Sports are very important in modern civilization. When a person becomes good at sports, they are almost worshipped. They are paid ridiculous amounts of money and people will go to great lengths to see these games in person. They dominate the televisions. When something happens in the life of a sports star, it seems to be big news nationally. While your sports pro may be in the early years of the making, do not assume it is not very important to him. Children learn some valuable lessons from sports. Teamwork, pushing yourself, self-control and watching out for others are all part of sports.

Children also need an education. As parents, when we see our children playing football or basketball, we think it is cute. But what happens when the love for their sport begins to spark? What happens when the most important thing in his young life, is to make the winning play. To you, it may still be cute kid stuff. To him, it is the world. The idea of failing is unthinkable.  With this in mind, how do you help him balance one of the most important thing he needs to succeed in the world, with the most important things in his world?

Do not make it a punishment

Assume both of these activities are important and a priority. While there may be a time when you have to make that call. However, you will not have to if you handle this well.

Before your child takes on an additional responsibility, a family conversation must take place. If we look at these activities were equal. Before you agree that you can do that, answer this question. Can you ever hear yourself saying, “If you don’t make a touchdown today, there will be no school for you! You have to keep your scores up!” Of course not. So, they are not equal. Therefore, there must be limits and reasonable boundaries. But, here is the good news. Your child will be a partner in setting the rules, boundaries, and consequences.

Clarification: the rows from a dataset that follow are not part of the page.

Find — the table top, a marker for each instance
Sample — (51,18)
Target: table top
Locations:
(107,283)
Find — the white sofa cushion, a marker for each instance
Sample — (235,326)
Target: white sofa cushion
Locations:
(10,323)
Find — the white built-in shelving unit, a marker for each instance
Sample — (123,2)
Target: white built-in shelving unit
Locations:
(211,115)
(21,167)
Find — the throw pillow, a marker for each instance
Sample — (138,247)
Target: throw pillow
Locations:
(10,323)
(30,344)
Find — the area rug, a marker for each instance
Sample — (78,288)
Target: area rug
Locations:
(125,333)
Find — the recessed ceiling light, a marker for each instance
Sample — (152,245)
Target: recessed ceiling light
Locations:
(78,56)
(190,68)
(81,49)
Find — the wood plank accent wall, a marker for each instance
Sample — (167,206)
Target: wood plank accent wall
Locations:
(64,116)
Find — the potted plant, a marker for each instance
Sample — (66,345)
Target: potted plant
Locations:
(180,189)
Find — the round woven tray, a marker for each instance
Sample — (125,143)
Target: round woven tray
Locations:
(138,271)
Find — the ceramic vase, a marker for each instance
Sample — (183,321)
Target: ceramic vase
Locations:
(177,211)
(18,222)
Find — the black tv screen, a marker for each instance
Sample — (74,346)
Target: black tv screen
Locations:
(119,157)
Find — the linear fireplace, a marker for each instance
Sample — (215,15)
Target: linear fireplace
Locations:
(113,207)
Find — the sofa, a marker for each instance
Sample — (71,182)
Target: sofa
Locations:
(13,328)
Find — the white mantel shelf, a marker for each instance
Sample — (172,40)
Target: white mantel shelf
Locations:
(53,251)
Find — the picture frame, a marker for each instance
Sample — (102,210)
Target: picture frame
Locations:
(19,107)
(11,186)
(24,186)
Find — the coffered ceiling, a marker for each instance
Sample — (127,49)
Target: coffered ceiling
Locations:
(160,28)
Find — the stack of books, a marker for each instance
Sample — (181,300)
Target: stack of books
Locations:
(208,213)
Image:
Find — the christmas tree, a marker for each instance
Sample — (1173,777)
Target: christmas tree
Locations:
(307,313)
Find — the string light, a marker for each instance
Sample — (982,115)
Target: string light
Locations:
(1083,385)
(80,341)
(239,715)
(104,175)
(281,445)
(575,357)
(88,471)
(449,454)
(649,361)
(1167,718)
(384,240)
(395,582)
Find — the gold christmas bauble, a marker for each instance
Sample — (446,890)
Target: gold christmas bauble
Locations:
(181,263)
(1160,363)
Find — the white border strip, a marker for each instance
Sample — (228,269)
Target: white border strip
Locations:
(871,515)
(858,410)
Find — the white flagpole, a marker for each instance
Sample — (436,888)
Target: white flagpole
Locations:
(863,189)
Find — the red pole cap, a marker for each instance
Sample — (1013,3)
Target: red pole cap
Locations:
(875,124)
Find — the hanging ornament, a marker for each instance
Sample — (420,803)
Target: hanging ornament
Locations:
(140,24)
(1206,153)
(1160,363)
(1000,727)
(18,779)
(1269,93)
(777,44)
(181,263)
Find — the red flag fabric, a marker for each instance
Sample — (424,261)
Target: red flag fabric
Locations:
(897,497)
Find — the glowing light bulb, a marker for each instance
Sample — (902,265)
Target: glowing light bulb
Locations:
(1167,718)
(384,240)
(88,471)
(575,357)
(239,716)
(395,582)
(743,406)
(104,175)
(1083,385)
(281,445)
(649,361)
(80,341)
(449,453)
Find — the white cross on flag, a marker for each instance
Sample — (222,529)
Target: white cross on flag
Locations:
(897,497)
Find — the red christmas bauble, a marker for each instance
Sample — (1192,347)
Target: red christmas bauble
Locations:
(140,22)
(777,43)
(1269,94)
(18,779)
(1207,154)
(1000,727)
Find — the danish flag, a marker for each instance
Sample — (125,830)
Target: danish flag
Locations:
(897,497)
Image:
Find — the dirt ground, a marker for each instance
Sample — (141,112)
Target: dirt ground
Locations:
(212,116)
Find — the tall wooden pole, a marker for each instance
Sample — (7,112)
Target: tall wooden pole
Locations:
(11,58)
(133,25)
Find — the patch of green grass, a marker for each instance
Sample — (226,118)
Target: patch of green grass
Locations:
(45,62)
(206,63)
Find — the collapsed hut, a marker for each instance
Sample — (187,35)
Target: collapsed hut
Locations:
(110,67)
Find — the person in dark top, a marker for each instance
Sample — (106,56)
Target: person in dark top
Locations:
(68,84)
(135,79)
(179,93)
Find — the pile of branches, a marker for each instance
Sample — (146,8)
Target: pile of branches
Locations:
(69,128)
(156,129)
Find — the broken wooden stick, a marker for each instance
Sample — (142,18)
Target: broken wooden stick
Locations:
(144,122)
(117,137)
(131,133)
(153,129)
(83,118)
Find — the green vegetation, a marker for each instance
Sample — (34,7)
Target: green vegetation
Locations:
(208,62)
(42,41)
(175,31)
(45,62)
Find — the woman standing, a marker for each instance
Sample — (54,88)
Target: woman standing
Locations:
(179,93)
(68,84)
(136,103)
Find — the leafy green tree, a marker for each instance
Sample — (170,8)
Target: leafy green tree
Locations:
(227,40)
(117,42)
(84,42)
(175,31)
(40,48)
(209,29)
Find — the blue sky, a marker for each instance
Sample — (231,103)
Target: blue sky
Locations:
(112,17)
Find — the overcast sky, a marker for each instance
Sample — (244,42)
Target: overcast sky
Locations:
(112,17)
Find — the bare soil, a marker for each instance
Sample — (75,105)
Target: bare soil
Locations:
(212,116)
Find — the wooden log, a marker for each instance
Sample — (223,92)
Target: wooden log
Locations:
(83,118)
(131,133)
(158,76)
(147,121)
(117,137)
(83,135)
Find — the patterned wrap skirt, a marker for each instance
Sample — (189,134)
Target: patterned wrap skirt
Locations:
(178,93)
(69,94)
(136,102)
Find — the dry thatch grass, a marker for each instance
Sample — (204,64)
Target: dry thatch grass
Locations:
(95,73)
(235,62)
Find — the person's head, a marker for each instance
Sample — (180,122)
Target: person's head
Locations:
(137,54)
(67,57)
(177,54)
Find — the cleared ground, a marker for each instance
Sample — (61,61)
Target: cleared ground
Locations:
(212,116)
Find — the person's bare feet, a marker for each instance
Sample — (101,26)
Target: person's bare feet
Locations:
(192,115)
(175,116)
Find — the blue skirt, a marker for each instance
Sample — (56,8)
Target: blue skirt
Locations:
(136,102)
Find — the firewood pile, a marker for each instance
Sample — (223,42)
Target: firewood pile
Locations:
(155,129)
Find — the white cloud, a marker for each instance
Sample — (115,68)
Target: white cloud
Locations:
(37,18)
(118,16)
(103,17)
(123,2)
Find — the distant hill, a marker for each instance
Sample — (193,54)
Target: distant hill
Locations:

Grab a poster and a package of markers.

Draw a calendar on the poster.Use a marker to draw a thin line representing school days. Using another color, draw team practice and games. Add a third color homework. Make a few days off limits with a black X. That is for family time. Have your child find time on the calendar to hang out with other people, and do other things.

Create a budget

Like an allowance, a child must learn to consider the cost of the things they want. Set a budget and show them when you apply things to the budget. This includes:

  • Entry fees
  • Clothes and footwear
  • Travel expense
  • Cost of extra gear

Teach them how to work with a budget, and how to make sure they can cover their extras.

Tips to make this work

  • Make sure your child understands he is entering into a contract. He will also help set the consequences for breaking the rules.
  • All members of the family need to be involved in this because sooner or later each sibling will be in this position.
  • Don’t look at the big picture. Look for small blocks of time that can be utilized. If he does not have time to have a birthday, surprise him and the team with a great candy buffet right after practice. You can get everything you need with one sweet delivery.


Bringing the heat

Explain to your child that agreeing to be on a team means all team members count on each other. Once he is in a team, he has an obligation to follow-through.

He is a child, so it is acceptable to set the consequences on a point system. He gets so many points for not doing something he was expected to do.

When he reaches the end of the points he is allowed, the punishment that you all agreed to will be enforced. You cannot back down. We have responsibilities in life. However, do not criticize him, scold him, yell at him, or allow him to bring out emotions in you. This is the most powerful part of the lesson. If he messes up and doesn’t come to you ahead of time and ask for help.

The bottom line is this. This is a life lesson. This is a way to prepare your child to fight the right way for what he wants in life. This is not an easy parenting moment, it is necessary. Your child will grow into a responsible adult and he will not feel like you did anything to him. The ball is in his park, and he is in charge of where it goes from there.